Life in the garden gives immediacy to learning

We put kale seeds in the soil at our Albany High garden about two weeks ago. They germinated quickly. And a number of plants, as seen in the accompanying picture, reached reached about an inch tall in no time at all. No big deal. That’s what kale seeds do. And we expect these to grow well into the cold weather. Again, no big deal. That’s what kale plants do.

At the same time, these seedlings offer a glimpse at something that we at the Vegetable Project would say ought to be a far more central element of teaching and learning in our schools – real tangible, immediate opportunity to learn from first-hand doing and touch and tasting and experiencing. You see, there’s a small story behind these seedlings, that still isn’t really a big deal, but is distinctly different than the prelude to the usual school lesson. The seeds were taken from the seed pods in the second picture down. And the seed pods formed on the mature plant in the third picture, which is a few feet away from the young plants. Go a step farther, and note that the mature plant survived last winter out in our garden. And then note that with just a bit more discipline, we ought to be able to expose kids to the entire life cycle of plants again and again.
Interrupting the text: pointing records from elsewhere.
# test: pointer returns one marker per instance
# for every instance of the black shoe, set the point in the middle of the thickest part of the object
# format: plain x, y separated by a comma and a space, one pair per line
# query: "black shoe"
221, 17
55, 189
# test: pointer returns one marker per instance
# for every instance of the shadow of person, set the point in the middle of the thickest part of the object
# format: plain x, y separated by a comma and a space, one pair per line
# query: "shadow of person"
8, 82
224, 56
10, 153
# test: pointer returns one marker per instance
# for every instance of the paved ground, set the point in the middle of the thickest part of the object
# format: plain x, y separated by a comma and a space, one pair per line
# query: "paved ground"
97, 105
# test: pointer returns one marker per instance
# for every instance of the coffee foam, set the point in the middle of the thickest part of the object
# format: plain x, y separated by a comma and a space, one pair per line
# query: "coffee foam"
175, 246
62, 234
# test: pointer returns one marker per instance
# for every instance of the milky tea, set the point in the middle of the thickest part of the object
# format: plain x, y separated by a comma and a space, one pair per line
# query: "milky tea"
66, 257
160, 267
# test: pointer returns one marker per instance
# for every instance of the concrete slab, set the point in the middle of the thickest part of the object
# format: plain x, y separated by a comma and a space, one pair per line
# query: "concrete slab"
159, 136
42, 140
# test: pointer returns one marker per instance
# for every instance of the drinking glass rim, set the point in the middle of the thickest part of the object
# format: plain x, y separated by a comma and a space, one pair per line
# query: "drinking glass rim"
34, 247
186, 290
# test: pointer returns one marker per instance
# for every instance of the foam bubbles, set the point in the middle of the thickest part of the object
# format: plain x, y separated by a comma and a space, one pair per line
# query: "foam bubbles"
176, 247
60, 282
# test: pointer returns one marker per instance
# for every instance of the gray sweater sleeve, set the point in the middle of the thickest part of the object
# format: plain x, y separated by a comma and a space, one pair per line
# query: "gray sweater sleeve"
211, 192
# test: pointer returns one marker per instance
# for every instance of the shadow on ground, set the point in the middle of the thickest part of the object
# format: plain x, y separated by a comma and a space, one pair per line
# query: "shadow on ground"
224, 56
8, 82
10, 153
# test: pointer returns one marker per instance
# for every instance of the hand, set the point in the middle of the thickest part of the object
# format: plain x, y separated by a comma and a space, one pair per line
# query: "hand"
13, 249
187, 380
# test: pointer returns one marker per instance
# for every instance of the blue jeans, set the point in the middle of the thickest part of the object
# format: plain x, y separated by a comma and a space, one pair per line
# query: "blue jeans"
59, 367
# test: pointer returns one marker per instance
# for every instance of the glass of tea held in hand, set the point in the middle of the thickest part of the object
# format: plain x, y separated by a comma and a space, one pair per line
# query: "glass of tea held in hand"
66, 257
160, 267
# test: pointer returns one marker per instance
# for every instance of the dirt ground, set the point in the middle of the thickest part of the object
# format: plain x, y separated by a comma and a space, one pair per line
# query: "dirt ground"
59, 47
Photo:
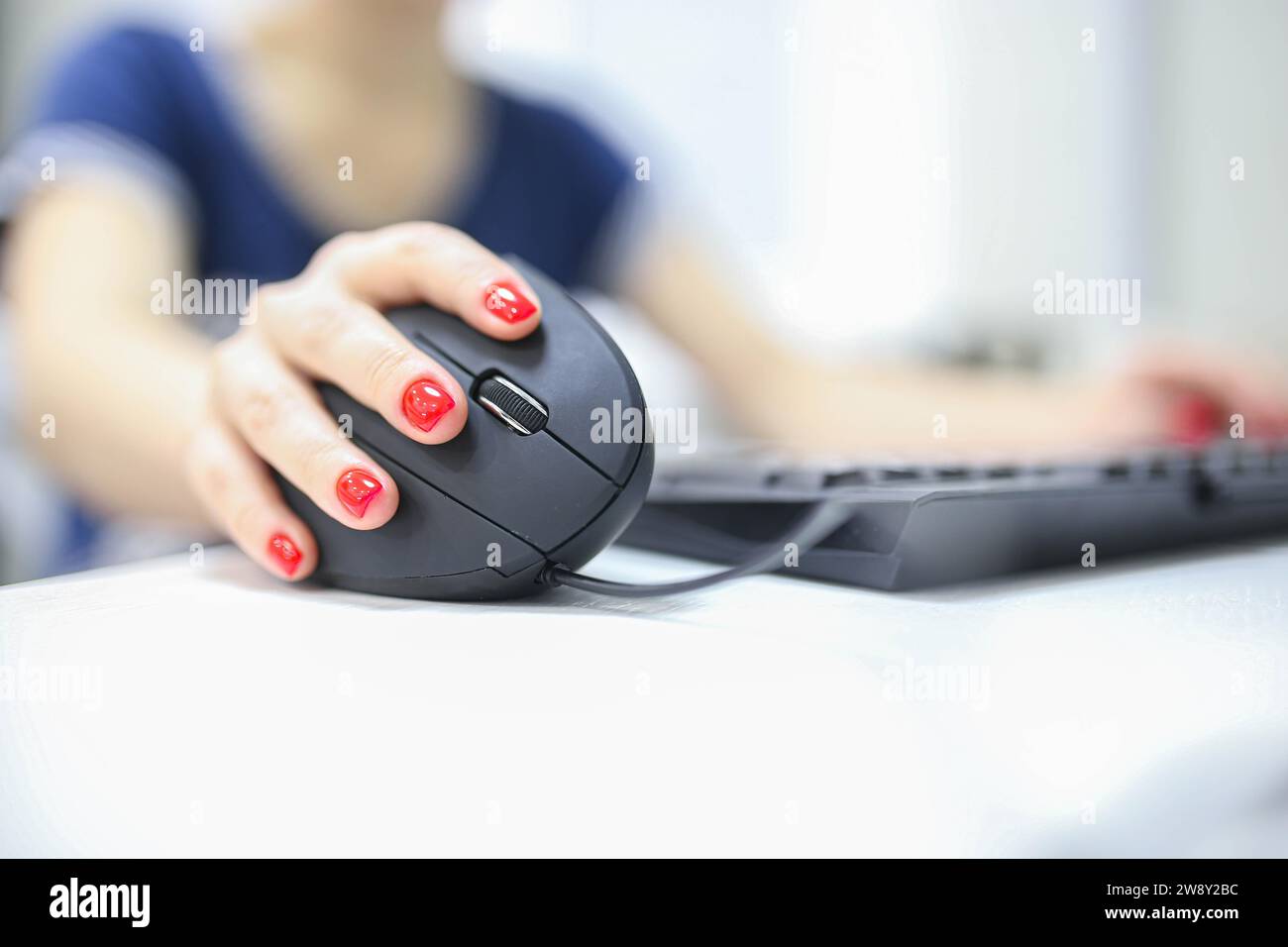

Maybe pollination, sexual reproduction, formation of seeds, soil health, one species very different environmental needs than another’s and so many more facets of making plants grow show up somewhere in New York state’s holy learning standards and curriculum. But that’s not even the point here. The point is that doing and touching and first-hand experiences are tremendously more effective motivators than “because it’s going to be on the test on Friday.”

And if guiding our most disadvantaged students to positive outcomes is our goal, then we should be paying more attention to motivation. We’re not talking about making school fun. But we can make it a more positive experience than it is for so many kids.